P. XXV / JESZCZE NIE JESTEŚMY DRESZCZEM

117 13 1
                                    

- Jak się czujesz? - spytał Thomas, uśmiechając się lekko i opierając się ramieniem o framugę drzwi, obserwując ukochanego otoczonego przez lekarzy.

- Jak po ciężkim melanżu z Poparzeńcami - odparł szczerze Newt, uśmiechając się słabo w odpowiedzi. - Ale już lepiej. Gorączka mi zeszła, mam ładnie zszytą ranę. Ty masz jedną na klacie, ja też chciałem do kompletu. Chociaż już słyszałem, że Ty też nie siedziałeś na czterech literach jak bogowie przykazali tylko się gdzieś szlajasz i ratujesz świat.

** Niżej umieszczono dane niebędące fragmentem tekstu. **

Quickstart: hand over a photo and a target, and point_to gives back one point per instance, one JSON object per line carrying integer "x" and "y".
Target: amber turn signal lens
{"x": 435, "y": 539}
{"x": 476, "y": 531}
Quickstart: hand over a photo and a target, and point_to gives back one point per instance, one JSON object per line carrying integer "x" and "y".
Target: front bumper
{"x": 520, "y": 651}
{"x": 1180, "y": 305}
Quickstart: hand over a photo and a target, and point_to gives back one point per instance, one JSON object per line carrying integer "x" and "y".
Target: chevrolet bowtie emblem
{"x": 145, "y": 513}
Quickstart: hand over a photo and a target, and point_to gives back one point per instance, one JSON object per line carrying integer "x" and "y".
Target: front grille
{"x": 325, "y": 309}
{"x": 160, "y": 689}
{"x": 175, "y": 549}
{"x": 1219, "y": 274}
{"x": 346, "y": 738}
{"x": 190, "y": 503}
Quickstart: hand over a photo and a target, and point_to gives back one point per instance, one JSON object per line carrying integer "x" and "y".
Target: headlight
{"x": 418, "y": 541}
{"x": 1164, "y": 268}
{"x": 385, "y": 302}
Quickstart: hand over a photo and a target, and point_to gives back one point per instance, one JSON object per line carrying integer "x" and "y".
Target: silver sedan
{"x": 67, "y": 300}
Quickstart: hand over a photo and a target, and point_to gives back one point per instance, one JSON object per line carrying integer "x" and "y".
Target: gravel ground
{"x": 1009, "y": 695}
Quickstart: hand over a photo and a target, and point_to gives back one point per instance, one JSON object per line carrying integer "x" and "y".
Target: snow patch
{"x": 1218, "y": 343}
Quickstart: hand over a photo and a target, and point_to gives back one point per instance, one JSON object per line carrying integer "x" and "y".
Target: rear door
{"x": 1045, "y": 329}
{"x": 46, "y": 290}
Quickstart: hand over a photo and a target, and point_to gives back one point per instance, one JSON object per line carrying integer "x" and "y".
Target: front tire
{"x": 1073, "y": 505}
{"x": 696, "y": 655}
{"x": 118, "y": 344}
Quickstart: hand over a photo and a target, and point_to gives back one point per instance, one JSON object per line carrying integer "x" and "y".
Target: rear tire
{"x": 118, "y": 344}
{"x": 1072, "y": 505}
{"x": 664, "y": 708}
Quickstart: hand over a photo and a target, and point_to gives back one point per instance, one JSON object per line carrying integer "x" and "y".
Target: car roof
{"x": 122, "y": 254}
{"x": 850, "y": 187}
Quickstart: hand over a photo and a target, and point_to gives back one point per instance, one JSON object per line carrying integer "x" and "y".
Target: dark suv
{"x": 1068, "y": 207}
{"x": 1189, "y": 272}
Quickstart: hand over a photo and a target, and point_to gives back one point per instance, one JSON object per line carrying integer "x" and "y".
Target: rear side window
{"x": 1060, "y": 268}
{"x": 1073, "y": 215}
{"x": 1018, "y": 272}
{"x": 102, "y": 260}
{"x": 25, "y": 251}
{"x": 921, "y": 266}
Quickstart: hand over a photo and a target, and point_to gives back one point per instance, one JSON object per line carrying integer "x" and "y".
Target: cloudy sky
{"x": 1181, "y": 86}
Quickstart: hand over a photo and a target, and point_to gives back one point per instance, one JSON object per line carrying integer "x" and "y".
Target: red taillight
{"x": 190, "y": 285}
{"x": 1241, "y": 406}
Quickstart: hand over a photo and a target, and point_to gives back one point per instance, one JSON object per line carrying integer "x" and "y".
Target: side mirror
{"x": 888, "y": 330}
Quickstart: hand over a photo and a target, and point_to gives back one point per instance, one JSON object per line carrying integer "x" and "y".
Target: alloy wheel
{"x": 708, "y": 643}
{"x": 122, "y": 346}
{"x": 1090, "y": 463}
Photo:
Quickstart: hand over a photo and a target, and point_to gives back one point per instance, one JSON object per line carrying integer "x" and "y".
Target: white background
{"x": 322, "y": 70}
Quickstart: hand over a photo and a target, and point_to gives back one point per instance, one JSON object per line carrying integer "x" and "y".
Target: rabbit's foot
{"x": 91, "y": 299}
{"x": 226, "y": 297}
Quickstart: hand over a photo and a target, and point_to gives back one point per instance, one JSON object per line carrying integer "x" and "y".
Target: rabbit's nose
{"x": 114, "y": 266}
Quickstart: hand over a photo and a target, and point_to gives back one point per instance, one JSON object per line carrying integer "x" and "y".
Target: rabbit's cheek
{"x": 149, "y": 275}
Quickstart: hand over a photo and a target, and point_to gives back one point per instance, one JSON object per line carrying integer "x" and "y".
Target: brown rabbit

- Typowy wtorek - odparł jedynie Thomas.

- Typowo to powinieneś dostać opiernicz - oznajmił blondyn patrząc na chłopaka ciężko.

- Za dwie godziny muszę wyruszyć do Polis. Naprawdę nie mamy czasu do stracenia - uznała Kanclerz Paige, przerywając im tę krótką wymianę zdań i pojawiając się za Thomasem. - Ostatnie zebranie w głównej konferencyjnej. Później nie będziemy w stanie się kontaktować przez dokładnie miesiąc. A później nawet nie jestem w stanie określić kiedy, bo w tym momencie wszystko może się DRESZCZowi wydać niepokojące.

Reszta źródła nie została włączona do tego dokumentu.